GENEVA, May 11, 2015 /PRNewswire/ -- Genomic Health today announced that the 14th St. Gallen International Breast Cancer Conference Expert Panel, for the third time, recognised the Oncotype DX® breast cancer test for its ability to provide not only prognostic but also predictive information regarding the likelihood of chemotherapy benefit for patients with early-stage, endocrine sensitive, invasive breast cancer.

The Oncotype DX test was the only multi-gene test accepted with a strong majority of panelists supporting it as a predictive tool. The new guidelines have been recently published online in the Advance Access section of Annals of Oncology and will appear in a future print issue.

"Many newly diagnosed breast cancer patients face the difficult decision of whether or not to undergo chemotherapy," said Dr Angelo Di Leo, member of the St. Gallen Expert Panel and Head of the Medical Oncology Unit at the Hospital of Prato, Istituto Toscano Tumori, Italy. "A tool like the Oncotype DX test can be helpful in identifying the group of patients with endocrine sensitive breast cancer who are likely to derive benefit from adjuvant chemotherapy."

Criteria currently used for making chemotherapy treatment decisions in clinical practice may result in substantial overtreatment and unnecessary costs for the healthcare system. Research shows that less than 10% of patients with early-stage breast cancer actually benefit from chemotherapy1,2 and about one-third of treatment recommendations for early-stage breast cancer patients change after the use of the Oncotype DX test.3

More than 20 studies conducted in both developed and emerging markets have shown that testing with the Oncotype DX test represents a cost-effective use of healthcare resources. Results presented recently from a real-life observational study conducted in Ireland4 showed that use of the Oncotype DX test in early-stage breast cancer led to a 58 percent net reduction in chemotherapy use, resulting in net cost savings of nearly €800,000. 

Healthcare systems across Europe are recognising the value of the test. Most recently, the National Health Service (NHS) in England agreed to an access program for the Oncotype DX breast cancer test. The test is also covered in Switzerland through the mandatory health insurance system and is reimbursed by the public insurance system in Ireland and in half of the regions of Spain. 

"We are pleased that this expert panel recognised once again the value of the Oncotype DX test. An extensive body of clinical evidence highlights the unique ability of our test to play a critical role in breast cancer management by improving the quality of treatment decisions for patients while providing a positive impact on healthcare systems," said Calvin Chao, Senior Director of International Medical Affairs at Genomic Health.

The Oncotype DX breast cancer test is incorporated in all major international guidelines, including NICE, St. Gallen International Breast Cancer Expert Panel, ESMO, ASCO and NCCN. Since it became available in 2004, more than half a million tests have been requested by more than 19,000 physicians in over 70 countries.

About Genomic Health
Genomic Health, Inc. is a world-leading provider of genomic-based diagnostic tests that inform treatment decisions and help to ensure each patient receives appropriate treatment for early stage cancer.

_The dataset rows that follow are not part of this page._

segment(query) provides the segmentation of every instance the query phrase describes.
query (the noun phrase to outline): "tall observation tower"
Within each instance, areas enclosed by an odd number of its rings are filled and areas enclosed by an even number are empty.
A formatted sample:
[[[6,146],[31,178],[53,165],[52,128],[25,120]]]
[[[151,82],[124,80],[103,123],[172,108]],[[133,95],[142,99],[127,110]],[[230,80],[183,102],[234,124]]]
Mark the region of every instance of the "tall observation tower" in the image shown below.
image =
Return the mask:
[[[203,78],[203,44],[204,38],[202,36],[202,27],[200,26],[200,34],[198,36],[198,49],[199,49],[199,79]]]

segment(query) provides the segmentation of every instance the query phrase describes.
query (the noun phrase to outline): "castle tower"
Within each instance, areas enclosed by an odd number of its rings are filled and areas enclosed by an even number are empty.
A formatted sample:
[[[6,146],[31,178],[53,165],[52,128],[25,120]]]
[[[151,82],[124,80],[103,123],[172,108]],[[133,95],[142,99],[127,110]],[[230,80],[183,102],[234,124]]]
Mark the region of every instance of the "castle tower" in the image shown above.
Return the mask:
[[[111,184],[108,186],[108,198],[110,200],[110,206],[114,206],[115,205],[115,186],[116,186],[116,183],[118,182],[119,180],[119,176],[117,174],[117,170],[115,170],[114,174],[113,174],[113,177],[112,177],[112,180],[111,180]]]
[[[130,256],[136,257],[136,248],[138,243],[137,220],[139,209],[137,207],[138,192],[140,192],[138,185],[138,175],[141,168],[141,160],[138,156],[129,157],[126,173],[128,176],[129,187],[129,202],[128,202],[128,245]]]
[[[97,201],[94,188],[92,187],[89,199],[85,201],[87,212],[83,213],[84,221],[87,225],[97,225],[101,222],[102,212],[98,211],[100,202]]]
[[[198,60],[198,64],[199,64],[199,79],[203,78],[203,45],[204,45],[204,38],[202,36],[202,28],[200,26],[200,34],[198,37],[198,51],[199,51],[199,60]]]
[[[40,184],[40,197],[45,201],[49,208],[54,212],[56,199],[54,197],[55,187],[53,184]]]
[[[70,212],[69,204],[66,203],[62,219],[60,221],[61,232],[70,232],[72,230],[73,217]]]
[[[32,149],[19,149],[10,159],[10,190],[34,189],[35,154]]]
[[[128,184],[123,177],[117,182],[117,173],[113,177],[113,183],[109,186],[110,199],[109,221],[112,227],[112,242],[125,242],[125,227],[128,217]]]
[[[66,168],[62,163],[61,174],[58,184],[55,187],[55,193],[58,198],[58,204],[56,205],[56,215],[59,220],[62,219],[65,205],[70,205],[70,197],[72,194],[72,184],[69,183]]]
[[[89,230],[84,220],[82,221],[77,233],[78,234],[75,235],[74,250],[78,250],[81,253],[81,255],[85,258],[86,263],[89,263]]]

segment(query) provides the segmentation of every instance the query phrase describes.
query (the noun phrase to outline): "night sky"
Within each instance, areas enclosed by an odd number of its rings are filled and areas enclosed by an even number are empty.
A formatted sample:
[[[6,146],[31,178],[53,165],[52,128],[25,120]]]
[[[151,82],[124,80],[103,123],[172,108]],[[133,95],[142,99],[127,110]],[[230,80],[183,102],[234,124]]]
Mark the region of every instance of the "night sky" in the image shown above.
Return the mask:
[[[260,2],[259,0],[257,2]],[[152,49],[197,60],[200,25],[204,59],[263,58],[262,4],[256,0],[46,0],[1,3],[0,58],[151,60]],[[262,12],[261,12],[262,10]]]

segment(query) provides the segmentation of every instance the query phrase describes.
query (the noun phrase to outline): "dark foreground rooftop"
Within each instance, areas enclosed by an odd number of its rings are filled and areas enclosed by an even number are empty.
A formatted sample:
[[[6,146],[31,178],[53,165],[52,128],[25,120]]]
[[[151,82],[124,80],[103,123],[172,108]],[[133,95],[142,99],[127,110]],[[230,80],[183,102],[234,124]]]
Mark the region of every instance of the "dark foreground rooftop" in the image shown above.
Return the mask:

The company is applying its state-of-the-art scientific and commercial expertise and infrastructure to translate significant amounts of genomic data into clinically-actionable results for treatment planning throughout the cancer patient's journey; from screening and surveillance, through diagnosis and treatment selection. The company is based in Redwood City, California with European headquarters in Geneva, Switzerland. For more information, please visit, http://www.genomichealth.com/. To learn more about the Oncotype DX test, visit: http://www.oncotypedx.com/

This press release contains forward-looking statements within the meaning of the Private Securities Litigation Reform Act of 1995, including statements relating to the value, benefits and attributes of the company's tests to patients, physicians and payors. Forward-looking statements are subject to risks and uncertainties that could cause actual results to differ materially, and reported results should not be considered as an indication of future performance. These risks and uncertainties include, but are not limited to: the risks and uncertainties associated with the regulation of the company's tests; the results of clinical studies; the applicability of clinical study results to actual outcomes; our ability to develop and commercialize new tests and expand into new markets domestically and internationally; the risk that the company may not obtain or maintain sufficient levels of reimbursement, domestically or abroad, for its existing tests and any future tests it may develop; the risks of competition; unanticipated costs or delays in research and development efforts; the company's ability to obtain capital when needed and the other risks set forth in the company's filings with the Securities and Exchange Commission, including the risks set forth in the company's quarterly report on Form 10-Q for the quarter ended March 31, 2015. These forward-looking statements speak only as of the date hereof. Genomic Health disclaims any obligation to update these forward-looking statements.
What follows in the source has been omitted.